During my second day in Kigali, I used my toilet and it wouldn’t flush. Because I thought myself capable of a task like fixing a toilet, I removed the upper lid and allowed it to slip from my hands onto the tile floor.

This is how I broke my toilet. But, when I saw those poor, broken pieces scattered about the bathroom floor, I found a broom and swept them up again.

14 replies »

  1. Sorry to hear that you had to go through that. One would have thought the locals would have extended some hospitality when it came to food.

  2. Damn, Sara. It goes without saying that I’m sorry to hear how tough this is on you. Of course, I’m also certain that you’re plenty tough to manage it all, as well. And I’m grateful that you’re making the time to chronicle the journey.

  3. Great piece, Sara, though I hate for you that it was such misery that inspired the this fine writing. Thought the ending especially poignant and lovely. Sometimes sweeping up the pieces makes us feel we have a little control, doesn’t it?

    Wonderful stuff….

  4. The bright side: you only broke a non essential portion of the toilet.

    You know it’ll get better, and then this week will be one of those stories you love to tell. Or maybe you don’t, but i can almost promise this to be the case. My first week in Russia was similar. I had money after a few days, but my slight preparation for reading the language didn’t help because the kiosk signs were all in Cyrillic handwriting and you had to ask for what you wanted to buy. At this time and outside the city center, no one spoke English. I tried and failed a few times.

    For most of the first week i lived on hand-rolled smokes, starbursts and altoids. But then i figured it out and was more brazen and confident for it in most all endeavors. You will be too.

  5. Keep sweeping, Sara. That’s exactly the kind of strength of character that is so, so valuable and so, so admirable. That’s exactly why you’re awesome.

    Your series has been great. I’m thankful that you’ve taken us with you on your adventures (and misadventures) in Rwanda.

  6. Seconding Lex in his near-promise that this will end up being one of those stories you love to tell, although it make take a while. Kudos to you for your resolve in the face of adversity!

  7. Another bright side: I learned the magic trick that now makes the toilet flush on a regular basis.

    Thank you all for the feedback. It’s always nice to hear about other travel experiences…Lex, your hand-rolled smokes, starbursts and altoids were my cashews, leftover smushed Cliff bars and boiled tap water.

    And I must say, the one thing I kept reminding myself of that week was “at least this will be a story to tell.”

  8. What an amazing story. I’m with Lex. This is one of those experiences you will recount again and again over the years. In some sense, this is why we travel, isn’t it? It’s the challenge of making your way in an environment that’s way outside your comfort zone, whether that’s figuring out how to use public transportation when you can’t read the signs, or finding clean food and water when you know they’re in short supply.

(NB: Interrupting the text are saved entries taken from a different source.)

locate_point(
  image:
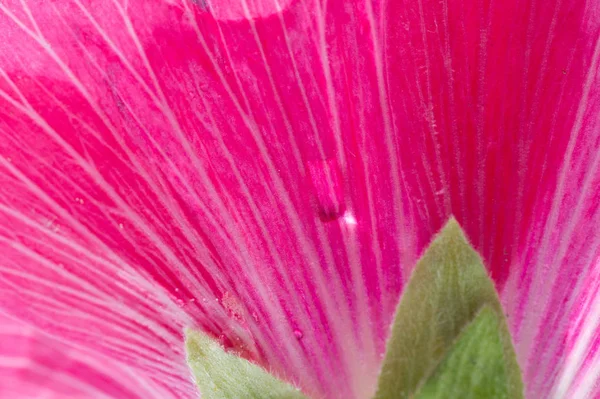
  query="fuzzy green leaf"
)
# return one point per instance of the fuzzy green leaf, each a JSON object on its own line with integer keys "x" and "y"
{"x": 222, "y": 375}
{"x": 447, "y": 289}
{"x": 474, "y": 367}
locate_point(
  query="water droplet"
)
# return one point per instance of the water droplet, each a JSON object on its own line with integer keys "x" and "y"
{"x": 328, "y": 190}
{"x": 349, "y": 219}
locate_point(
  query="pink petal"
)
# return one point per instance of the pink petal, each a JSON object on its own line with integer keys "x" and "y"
{"x": 273, "y": 180}
{"x": 33, "y": 365}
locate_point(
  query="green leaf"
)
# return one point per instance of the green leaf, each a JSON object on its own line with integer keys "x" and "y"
{"x": 474, "y": 367}
{"x": 222, "y": 375}
{"x": 447, "y": 289}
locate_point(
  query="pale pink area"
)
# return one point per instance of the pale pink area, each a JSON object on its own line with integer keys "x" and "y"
{"x": 273, "y": 180}
{"x": 33, "y": 365}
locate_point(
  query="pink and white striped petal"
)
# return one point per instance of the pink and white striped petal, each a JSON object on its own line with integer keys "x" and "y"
{"x": 269, "y": 171}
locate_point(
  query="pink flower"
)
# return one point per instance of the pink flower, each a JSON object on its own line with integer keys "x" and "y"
{"x": 270, "y": 171}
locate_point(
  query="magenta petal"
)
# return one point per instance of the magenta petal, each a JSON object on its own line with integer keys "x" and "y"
{"x": 273, "y": 180}
{"x": 33, "y": 365}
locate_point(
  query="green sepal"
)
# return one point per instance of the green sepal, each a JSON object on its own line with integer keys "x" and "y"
{"x": 448, "y": 288}
{"x": 222, "y": 375}
{"x": 474, "y": 367}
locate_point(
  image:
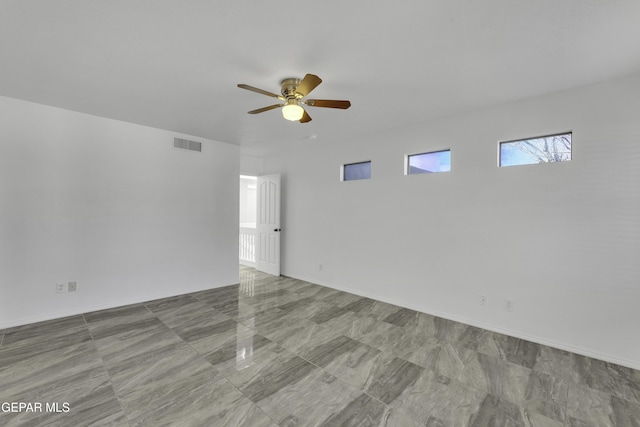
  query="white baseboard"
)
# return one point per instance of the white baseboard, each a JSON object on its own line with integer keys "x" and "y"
{"x": 633, "y": 364}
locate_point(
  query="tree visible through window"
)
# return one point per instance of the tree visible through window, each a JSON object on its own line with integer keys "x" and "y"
{"x": 545, "y": 149}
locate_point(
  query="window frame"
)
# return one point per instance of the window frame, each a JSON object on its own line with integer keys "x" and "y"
{"x": 407, "y": 158}
{"x": 344, "y": 165}
{"x": 511, "y": 141}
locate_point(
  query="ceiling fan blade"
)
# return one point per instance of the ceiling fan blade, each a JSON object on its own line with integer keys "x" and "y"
{"x": 255, "y": 89}
{"x": 263, "y": 109}
{"x": 328, "y": 103}
{"x": 305, "y": 117}
{"x": 310, "y": 82}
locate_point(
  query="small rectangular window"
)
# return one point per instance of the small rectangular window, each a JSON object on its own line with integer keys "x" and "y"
{"x": 543, "y": 149}
{"x": 436, "y": 161}
{"x": 354, "y": 171}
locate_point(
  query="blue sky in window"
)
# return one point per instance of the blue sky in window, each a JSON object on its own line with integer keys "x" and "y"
{"x": 556, "y": 148}
{"x": 439, "y": 161}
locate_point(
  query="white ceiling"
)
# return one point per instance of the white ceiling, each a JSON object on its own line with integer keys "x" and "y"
{"x": 175, "y": 64}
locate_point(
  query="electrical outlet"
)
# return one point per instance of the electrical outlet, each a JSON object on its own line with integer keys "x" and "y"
{"x": 508, "y": 304}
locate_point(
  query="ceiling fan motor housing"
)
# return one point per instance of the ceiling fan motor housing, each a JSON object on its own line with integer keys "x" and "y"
{"x": 289, "y": 87}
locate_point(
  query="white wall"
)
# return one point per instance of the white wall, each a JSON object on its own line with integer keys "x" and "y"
{"x": 562, "y": 240}
{"x": 112, "y": 206}
{"x": 248, "y": 202}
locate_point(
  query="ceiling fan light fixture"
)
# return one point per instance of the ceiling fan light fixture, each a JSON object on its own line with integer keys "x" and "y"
{"x": 292, "y": 111}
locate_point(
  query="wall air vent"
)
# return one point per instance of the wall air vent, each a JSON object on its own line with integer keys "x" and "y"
{"x": 185, "y": 144}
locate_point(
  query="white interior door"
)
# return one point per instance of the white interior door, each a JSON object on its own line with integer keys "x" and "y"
{"x": 268, "y": 224}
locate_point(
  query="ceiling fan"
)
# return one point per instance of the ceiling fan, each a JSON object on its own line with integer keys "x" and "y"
{"x": 293, "y": 91}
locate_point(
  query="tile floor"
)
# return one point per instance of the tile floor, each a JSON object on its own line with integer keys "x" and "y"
{"x": 279, "y": 351}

    Good for you for pushing through. It’s a great story.

  9. And I am really proud she is my daughter. Trust me, it is really easy being her parent, well except for when she doesn’t stop talking and I want to go to bed! :}

    Thanks for being an inspiration to all of us, Sara! And thanks for supporting her, Scholars & Rogues readers.


  10. This is likely to late to help, but the Bank of Kigali only about a 10 minute walk from City Center is really reliable for the ATM. It accepts everything but Discover, and to get there is 250 RWF if you take the mini bus (taxi) from the Minister bus stop in Kaciyru. You’ve likely already figured this out, but that might be helpful anyway!